The Taoiseach pointed out that while water is “fundamental for life”, the Government is not in a position to give people a free allowance.
“Clearly the system here is for everybody to understand that we cannot go on the way we have been going on,” Mr Kenny said.
“We cannot continue to have 40% of water leaking through the system.”
The Taoiseach also refused to give details on potential costs – for both water charges and the planned standing charge. He said the details have yet to be ironed out by the new water regulator.
It has been widely reported that householders could face a standing charge of €39 per annum over 20 years - totalling around €800 for meters to measure water usage.
“I can’t tell you what the cost of electricity will be in five years,” the Taoiseach said.
“It’s a difficult question to say what the charge for water is when the detail has not been worked out. It will be the responsibility of the water regulator.”

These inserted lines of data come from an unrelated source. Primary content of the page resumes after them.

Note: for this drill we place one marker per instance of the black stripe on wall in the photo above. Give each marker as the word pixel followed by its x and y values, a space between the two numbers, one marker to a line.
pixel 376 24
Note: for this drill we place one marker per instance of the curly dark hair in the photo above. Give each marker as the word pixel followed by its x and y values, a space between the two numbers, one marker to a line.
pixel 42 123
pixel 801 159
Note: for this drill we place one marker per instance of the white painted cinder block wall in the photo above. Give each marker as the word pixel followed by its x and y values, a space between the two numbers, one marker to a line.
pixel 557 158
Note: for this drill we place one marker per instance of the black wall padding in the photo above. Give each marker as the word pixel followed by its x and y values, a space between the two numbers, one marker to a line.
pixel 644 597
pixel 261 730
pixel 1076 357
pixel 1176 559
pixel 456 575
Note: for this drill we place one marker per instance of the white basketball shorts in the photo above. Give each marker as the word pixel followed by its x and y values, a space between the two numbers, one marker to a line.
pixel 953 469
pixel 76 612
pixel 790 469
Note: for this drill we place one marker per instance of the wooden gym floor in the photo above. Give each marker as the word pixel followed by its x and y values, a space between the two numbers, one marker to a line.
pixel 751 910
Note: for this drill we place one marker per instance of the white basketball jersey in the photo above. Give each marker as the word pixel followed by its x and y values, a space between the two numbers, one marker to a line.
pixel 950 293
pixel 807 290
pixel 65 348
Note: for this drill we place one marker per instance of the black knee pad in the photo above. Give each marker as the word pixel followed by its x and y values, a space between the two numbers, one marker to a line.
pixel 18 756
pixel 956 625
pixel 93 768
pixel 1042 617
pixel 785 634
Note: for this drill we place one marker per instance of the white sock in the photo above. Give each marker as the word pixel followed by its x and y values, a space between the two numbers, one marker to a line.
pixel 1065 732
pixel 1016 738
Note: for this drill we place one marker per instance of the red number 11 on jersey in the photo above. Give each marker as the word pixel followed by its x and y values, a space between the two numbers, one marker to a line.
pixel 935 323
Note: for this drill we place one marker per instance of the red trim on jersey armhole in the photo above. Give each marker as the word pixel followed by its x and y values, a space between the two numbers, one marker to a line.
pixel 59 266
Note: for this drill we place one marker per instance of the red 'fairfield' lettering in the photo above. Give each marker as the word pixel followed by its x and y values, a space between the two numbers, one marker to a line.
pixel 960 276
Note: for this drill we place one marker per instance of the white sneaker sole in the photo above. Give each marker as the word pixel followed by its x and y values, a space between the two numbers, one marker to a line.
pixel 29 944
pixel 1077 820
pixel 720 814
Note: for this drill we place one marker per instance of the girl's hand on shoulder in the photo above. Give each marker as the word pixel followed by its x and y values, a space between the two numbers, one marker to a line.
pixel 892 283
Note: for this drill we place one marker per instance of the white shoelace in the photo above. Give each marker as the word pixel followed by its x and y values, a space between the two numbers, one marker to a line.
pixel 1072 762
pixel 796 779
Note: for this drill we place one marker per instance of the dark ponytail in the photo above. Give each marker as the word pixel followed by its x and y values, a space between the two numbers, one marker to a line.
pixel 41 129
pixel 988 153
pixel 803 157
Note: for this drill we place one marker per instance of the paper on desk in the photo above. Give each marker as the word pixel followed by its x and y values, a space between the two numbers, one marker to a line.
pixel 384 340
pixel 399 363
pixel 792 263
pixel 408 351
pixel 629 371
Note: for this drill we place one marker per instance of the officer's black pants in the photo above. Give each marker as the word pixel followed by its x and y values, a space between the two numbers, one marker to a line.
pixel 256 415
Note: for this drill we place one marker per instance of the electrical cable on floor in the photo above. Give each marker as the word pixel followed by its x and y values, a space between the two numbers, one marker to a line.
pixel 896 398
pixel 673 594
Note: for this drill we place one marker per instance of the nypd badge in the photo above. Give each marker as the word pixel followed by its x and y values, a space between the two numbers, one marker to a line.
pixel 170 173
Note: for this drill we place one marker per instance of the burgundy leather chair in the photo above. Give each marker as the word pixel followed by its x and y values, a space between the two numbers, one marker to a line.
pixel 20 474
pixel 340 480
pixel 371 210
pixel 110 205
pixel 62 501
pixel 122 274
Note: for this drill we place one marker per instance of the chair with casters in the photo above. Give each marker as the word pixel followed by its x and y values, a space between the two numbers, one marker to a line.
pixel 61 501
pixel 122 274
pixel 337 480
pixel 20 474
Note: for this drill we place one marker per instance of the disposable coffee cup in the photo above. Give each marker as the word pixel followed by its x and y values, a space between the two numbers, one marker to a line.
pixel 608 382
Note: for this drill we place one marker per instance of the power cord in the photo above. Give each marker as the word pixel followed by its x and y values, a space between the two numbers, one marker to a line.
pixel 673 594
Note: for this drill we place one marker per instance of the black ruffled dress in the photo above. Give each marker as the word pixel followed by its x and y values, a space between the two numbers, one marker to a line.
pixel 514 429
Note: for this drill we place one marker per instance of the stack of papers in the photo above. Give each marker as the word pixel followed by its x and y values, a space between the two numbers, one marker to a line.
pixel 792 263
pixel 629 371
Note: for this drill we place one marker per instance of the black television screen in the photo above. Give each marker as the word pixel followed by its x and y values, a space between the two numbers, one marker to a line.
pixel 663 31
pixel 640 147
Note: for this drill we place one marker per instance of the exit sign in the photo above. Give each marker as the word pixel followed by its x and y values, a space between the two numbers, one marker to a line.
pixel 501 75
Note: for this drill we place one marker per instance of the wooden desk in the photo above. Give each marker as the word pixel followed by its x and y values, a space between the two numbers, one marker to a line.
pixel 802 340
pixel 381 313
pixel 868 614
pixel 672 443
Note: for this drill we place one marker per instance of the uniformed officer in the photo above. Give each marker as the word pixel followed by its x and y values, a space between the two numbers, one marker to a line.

Mr Kenny repeated the Environment Minister’s assurances that no upfront payment will be required of householders for the meters. He insisted nothing would be paid for before the official rollout of the charges.
Meanwhile, Mr Hogan confirmed yesterday that public utility Irish Water would be established immediately as part of Bord Gais to oversee the roll-out of the water metering programme.
There have also been commitments that the company will not be privatised regardless of plans for a sale of State assets.
It costs around €1.2bn to supply all of Ireland’s homes with clean water. About 40% of supplies are thought to be lost through leaks
Ireland is the only country in the European Union and of the OECD states that does not charge for the resource.
Sinn Féin's Mary Lou McDonald said it was astonishing that the Taoiseach would not rule out the prospect of cutting off water supply to homes.
"Water is essential for a decent standard or quality of living," Deputy McDonald said.
"The Taoiseach has failed to indicate in any substantive way for the citizens of the state what level of charge they will face."
Meanwhile Fianna Fáil Environment Spokesperson Niall Collins has asked Minister Hogan to clarify whether households will be given the option of getting approved water meters installed themselves, instead of paying what he described as the "exorbitant" fee of €800 over 20 years.
Deputy Collins also requested clarification on whether newer homes that already have water meters fitted as standard will also be subject to the €40 annual charge.
“Fine Gael and Labour are applauding themselves for not introducing an upfront charge of around €300 for water meter installation," Deputy Collins said.
"Instead, households will have to pay €40 a year over 20 years for their meters – that’s before they pay a cent for their water use.
"How can the Government suggest that meter bill of nearly €800 is an improvement on the original figure of €300?"
"Families across the country who are already to the pin of their collar are now extremely worried about how they will cope with water bills on top of everything else," he added.
"The notion of asking them to pay an exorbitant €800 for water meters so that they can be charged for their water use is ridiculous."